En 2022, près de 85.000 personnes ont été hospitalisées au moins une fois, en médecine et chirurgie ou en psychiatrie, en lien avec un geste auto-infligé.
Nouvelle illustration d’une dégradation de la santé mentale des jeunes. Selon une étude publiée jeudi 15 mai par la Drees (Direction de la Recherche, des Études, de l’Évaluation et des Statistiques), les hospitalisations pour tentative de suicide ou automutilation ont progressé « de façon brutale et inédite » chez les adolescentes et les jeunes femmes en une quinzaine d’années.
« En cohérence avec les observations de terrain et les résultats d’enquête alertant sur une dégradation de la santé mentale des adolescentes et des jeunes femmes, le taux d’hospitalisation pour geste auto-infligé progresse de façon brutale et inédite dans cette population », constatent ces travaux en colalboration avec Santé publique France, qui portent sur la période 2007-2022.
En 2022, près de 85.000 personnes ont été hospitalisées au moins une fois, en médecine et chirurgie ou en psychiatrie, en lien avec un geste auto-infligé (tentative de suicide, scarifications, brûlures, coups contre un mur…).
Près de deux sur trois (64%) étaient des filles ou femmes.
Les habitants des communes plus défavorisées étaient aussi plus touchés. Commencée entre 2015 et 2019, avant la pandémie de Covid, la progression des hospitalisations d’adolescentes et jeunes femmes s’est interrompue en 2020, avant de repartir en 2021 de façon « nettement plus importante », retrace le service des statistiques des ministères sanitaires et sociaux.
En 2022, les niveaux se sont stabilisés comparé à 2021 chez les 10-14 ans et ont continué à augmenter chez les 15-24 ans « de façon moins marquée ».
Envolée en psychiatrie
En médecine et chirurgie, la moyenne des taux d’hospitalisations pour geste auto-infligé a progressé de 71% en 2021-2022 comparé à 2010-2019 chez les filles de 10-14 ans, de 44% pour les 15-19 ans, de 21% chez les 20-24 ans.
L’envolée en psychiatrie a été encore plus importante: +246% pour les 10-14 ans, +163% pour les 15-19 ans, +106 % pour les 20-24 ans.
Deux tiers des hospitalisations des adolescentes et jeunes femmes pour geste auto-infligé sont liées à des intoxications médicamenteuses volontaires, devant des lésions infligées par un objet tranchant et des gestes encore plus violents.
Tentatives de suicide
Pour 2023, d’autres données montrent qu’en médecine et chirurgie, les hospitalisations ont encore augmenté pour les patientes de 10 à 14 ans et de 20 à 24 ans, mais se sont tassées près du niveau de 2022 pour les 15-19 ans.

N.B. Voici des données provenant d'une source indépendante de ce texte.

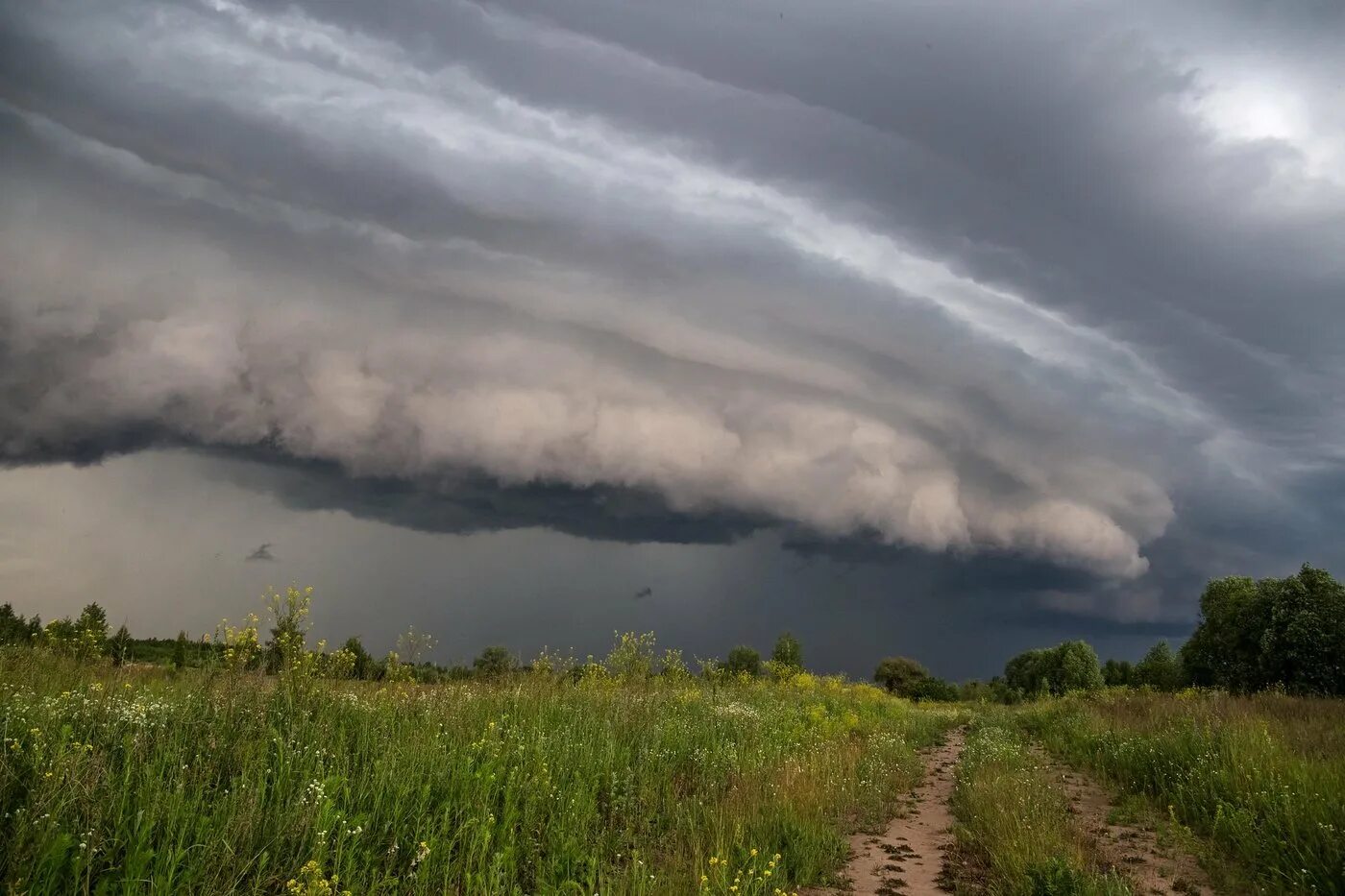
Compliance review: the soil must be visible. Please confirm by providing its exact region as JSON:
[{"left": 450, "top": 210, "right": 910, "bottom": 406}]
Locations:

En psychiatrie, la hausse s’est poursuivie, mais pour toutes les classes d’âge et les deux sexes, pouvant découler « pour partie d’une amélioration du codage statistique dans ces établissements », selon la Drees.
Pas de « pendant masculin »
À l’inverse, ces hospitalisations ont baissé en continu depuis 2010 chez les hommes et femmes de 30-55 ans, comme par « un effet de génération des personnes nées dans les années 1970 et 1980, qui feraient moins de passages à l’acte que leurs aînés aux mêmes âges », pointe la Drees.
Chez les garçons et jeunes hommes de 10-24 ans, ces hospitalisations ont connu une stabilité sur une quinzaine d’années à des niveaux bien inférieurs à ceux des jeunes filles.
Et il n’y a pas eu d’augmentation particulière des hospitalisations liées à des comportements à risque (agressions physiques, accidents de transport, prises de toxiques), possible « pendant masculin à l’augmentation des gestes auto-infligés chez les filles ».
Un conseil national de la refondation (CNR) sur la santé mentale, promis par Emmanuel Macron, aura lieu en juin et juillet, avec « une attention particulière portée à la santé mentale des jeunes », a indiqué début mai le ministère délégué à la Santé.